蘇劫道:「今日朝堂之中,起了這麼大的爭端,明日這邯鄲城內的豪族士子,必定是滿城皆知,而且魏國、韓國的使臣也都在邯鄲,這中間的厲害關係更是錯綜複雜,不出所料,韓國和魏國哪怕是傾盡一切力量,都要想辦法,借趙國豪族之手,讓趙國大王不得前往,這也是大王願意看到的。」
郭開點頭道:「我聽說魏昌和韓尻二人都在四處走訪,目的自然容易猜到,大王亦可藉機下臺,也儲存了顏面。」
蘇劫道:「明日城中或許有另外一個聲音,君上靜候便知!」
……
邯鄲城的酒肆裡,忽然來了幾個人!
幾人點好了吃食後,就這麼隨意的聊了起來,「我聽說廉相和魏國私交甚好,沒想到廉相這般不顧私情啊。」
「廉相畢竟是我趙國的丞相,私情如何能和國事相提並論,來,喝一個!」
「廉相一生忠於趙國,如今做了丞相,想必我趙國也再也不用畏懼秦國了,哎,若是早一些年,廉將軍就是丞相,我趙國也未必會如今日這般。

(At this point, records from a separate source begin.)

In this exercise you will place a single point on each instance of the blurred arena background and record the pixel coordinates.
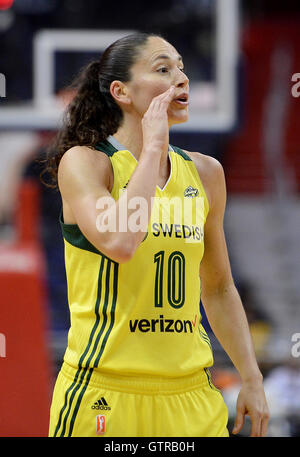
(243, 60)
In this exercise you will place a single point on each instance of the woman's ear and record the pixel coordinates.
(119, 92)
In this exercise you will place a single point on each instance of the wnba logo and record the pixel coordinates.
(296, 87)
(2, 85)
(100, 425)
(2, 345)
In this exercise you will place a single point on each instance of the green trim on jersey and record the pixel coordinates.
(181, 153)
(85, 365)
(106, 147)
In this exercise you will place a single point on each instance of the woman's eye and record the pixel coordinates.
(163, 70)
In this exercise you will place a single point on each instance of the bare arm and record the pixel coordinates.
(224, 308)
(83, 179)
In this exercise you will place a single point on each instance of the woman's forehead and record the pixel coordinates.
(156, 48)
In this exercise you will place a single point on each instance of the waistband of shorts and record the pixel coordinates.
(139, 384)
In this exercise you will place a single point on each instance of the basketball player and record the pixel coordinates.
(137, 353)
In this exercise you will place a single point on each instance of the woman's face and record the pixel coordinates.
(157, 68)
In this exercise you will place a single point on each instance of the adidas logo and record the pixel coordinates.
(101, 404)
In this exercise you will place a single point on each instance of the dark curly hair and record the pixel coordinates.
(93, 114)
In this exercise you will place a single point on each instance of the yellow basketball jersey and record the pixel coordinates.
(142, 317)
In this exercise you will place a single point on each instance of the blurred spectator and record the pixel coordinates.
(283, 391)
(259, 321)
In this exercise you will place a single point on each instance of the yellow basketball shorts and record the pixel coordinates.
(87, 403)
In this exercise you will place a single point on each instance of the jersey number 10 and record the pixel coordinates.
(175, 280)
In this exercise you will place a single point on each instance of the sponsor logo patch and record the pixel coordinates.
(100, 424)
(101, 404)
(191, 192)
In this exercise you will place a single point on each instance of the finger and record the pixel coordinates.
(264, 425)
(255, 425)
(239, 422)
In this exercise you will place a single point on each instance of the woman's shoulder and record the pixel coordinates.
(210, 171)
(84, 163)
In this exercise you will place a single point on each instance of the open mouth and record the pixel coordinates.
(182, 99)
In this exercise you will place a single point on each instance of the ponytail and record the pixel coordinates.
(93, 114)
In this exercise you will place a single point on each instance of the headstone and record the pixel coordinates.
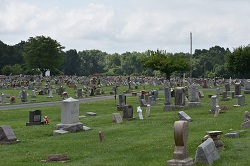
(214, 103)
(122, 102)
(148, 110)
(143, 103)
(35, 118)
(139, 110)
(194, 96)
(241, 100)
(116, 117)
(183, 116)
(180, 96)
(201, 94)
(7, 135)
(50, 93)
(180, 150)
(237, 89)
(215, 135)
(3, 101)
(33, 94)
(70, 116)
(246, 122)
(128, 113)
(168, 99)
(227, 87)
(24, 96)
(206, 152)
(91, 113)
(224, 96)
(217, 92)
(151, 100)
(247, 88)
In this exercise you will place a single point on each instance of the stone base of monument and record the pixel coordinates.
(167, 108)
(194, 104)
(121, 108)
(34, 123)
(246, 91)
(70, 127)
(184, 162)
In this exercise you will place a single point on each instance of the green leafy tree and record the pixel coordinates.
(43, 54)
(72, 63)
(166, 62)
(7, 70)
(238, 62)
(17, 69)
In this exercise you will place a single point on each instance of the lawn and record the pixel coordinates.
(137, 142)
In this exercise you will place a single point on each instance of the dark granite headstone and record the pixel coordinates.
(128, 112)
(35, 118)
(7, 135)
(183, 116)
(116, 117)
(207, 152)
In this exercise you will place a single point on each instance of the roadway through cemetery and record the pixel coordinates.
(44, 104)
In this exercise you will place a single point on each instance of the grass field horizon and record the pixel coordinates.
(137, 142)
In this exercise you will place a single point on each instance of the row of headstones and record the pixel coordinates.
(205, 153)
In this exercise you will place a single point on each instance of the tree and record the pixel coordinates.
(43, 54)
(72, 63)
(165, 62)
(238, 62)
(7, 70)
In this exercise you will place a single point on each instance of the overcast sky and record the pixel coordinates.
(128, 25)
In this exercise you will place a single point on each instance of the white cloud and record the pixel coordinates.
(132, 25)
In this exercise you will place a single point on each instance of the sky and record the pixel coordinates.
(117, 26)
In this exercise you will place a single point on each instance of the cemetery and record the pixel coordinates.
(156, 123)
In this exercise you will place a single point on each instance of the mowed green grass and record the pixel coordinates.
(137, 142)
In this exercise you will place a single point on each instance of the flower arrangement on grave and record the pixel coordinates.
(46, 120)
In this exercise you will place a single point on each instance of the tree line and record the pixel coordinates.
(41, 53)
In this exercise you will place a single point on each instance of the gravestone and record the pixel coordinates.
(151, 100)
(214, 103)
(148, 110)
(35, 118)
(139, 110)
(116, 117)
(143, 103)
(247, 88)
(168, 99)
(33, 94)
(122, 102)
(207, 152)
(246, 122)
(180, 96)
(70, 116)
(183, 116)
(79, 93)
(168, 106)
(215, 135)
(128, 113)
(50, 93)
(224, 96)
(217, 92)
(241, 101)
(180, 150)
(24, 96)
(237, 89)
(201, 94)
(227, 87)
(194, 96)
(3, 100)
(7, 135)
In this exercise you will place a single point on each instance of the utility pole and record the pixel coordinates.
(190, 55)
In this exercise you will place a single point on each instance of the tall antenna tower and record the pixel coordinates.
(190, 55)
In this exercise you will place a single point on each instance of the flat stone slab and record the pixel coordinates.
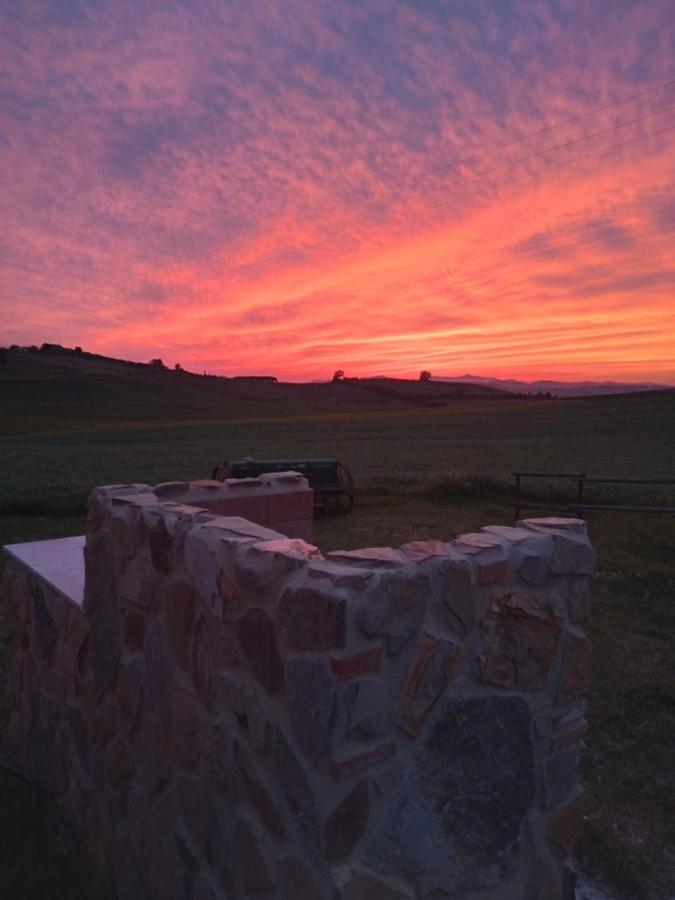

」
……
邯鄲另外一處茶樓裡,也有幾人在說:「廉將軍這才剛坐上丞相,就惹怒了大王,說不定大王又要罷免廉相了,真不知廉相接下來何去何從啊。」
「廉相不比我等遊俠門客,來去自由,想必大王不會這麼輕易罷免廉相的,這才剛上任幾日?若是罷免了廉相豈不是自己打自己的臉嗎。」
「嗯言之有理,以廉相的才能,哪會更我等一樣,失去了權貴的幫襯,寸步難行,不說了,說多了都是淚。」
「兄弟,你這話何意啊?呵呵,廉相的事,哪輪得到你操心,廉相不在趙國了,魏國韓國的丞相之位,不依舊是廉相囊中之物,你如何能比,真是,來來來,喝!」
……
邯鄲四處謠言四起,謠言這個東西,只會越傳越玄乎!
古今歷來如此。
直到此等謠言傳到了趙丹耳中,已然變成了‘廉頗不滿趙王的冷落,早就受到了魏國、韓國的拉攏,只等趙王罷免了他,他就離開趙國!’
趙丹得知之後,差點砸爛了宮殿所有的擺件。
嫪賢立刻阻止道:「大王,冷靜冷靜,很明顯這是有人在故意散播謠言,目的就是為讓大王罷免廉相,不可中計啊,大王!」
忽然外面傳令官進來道:「大王,廉相求見,此刻就在宮外!」
趙丹一聽到廉頗的名字心就是一股氣。
嫪賢道:「大王,廉相此刻前來,必然是更大王解釋的,大王何必為自己的猜疑而動氣呢,聽聽來意,或許便知道前後因由了啊。」
趙丹這才冷靜了一些,「宣他進來!」
廉頗看到趙丹的臉色,就知道不好,立刻單膝拜道:「大王,老臣對趙國衷心無二,絕無傳言這般忘恩負義,還請大王明察,這是暗中有人故意重傷啊。」
趙丹深深的吸了一口氣,道:「廉相,這謠言始於卿,寡人希望也終於卿,廉相如何做才能讓寡人安心呢?」
廉頗臉色一陣紅一陣白,道:「大王,此謠言既然始於魏、韓,老臣願意將魏、韓兩國的使臣帶來,和他們當面對質,老臣府上一應所有文書,都願意讓大王派人核查!」
見廉頗說的極為誠懇和斷定,趙丹面色這才好了許多。
「廉相,莫要怪寡人不信於你,你是寡人的肱骨,更是事關趙國上下,既然這是你的想法,你就按自己的想法去做吧。」
廉頗道:「請大王稍後,臣去去就來!」
廉頗轉身後,虎目一紅,但並未讓趙丹等人看到,心道:「在大王心裡,他從來不曾相信過老臣啊,哎!」
很快,廉頗帶著王宮的軍衛將韓國魏國的官驛包圍了。
魏昌、韓尻很快出現在廉頗面前。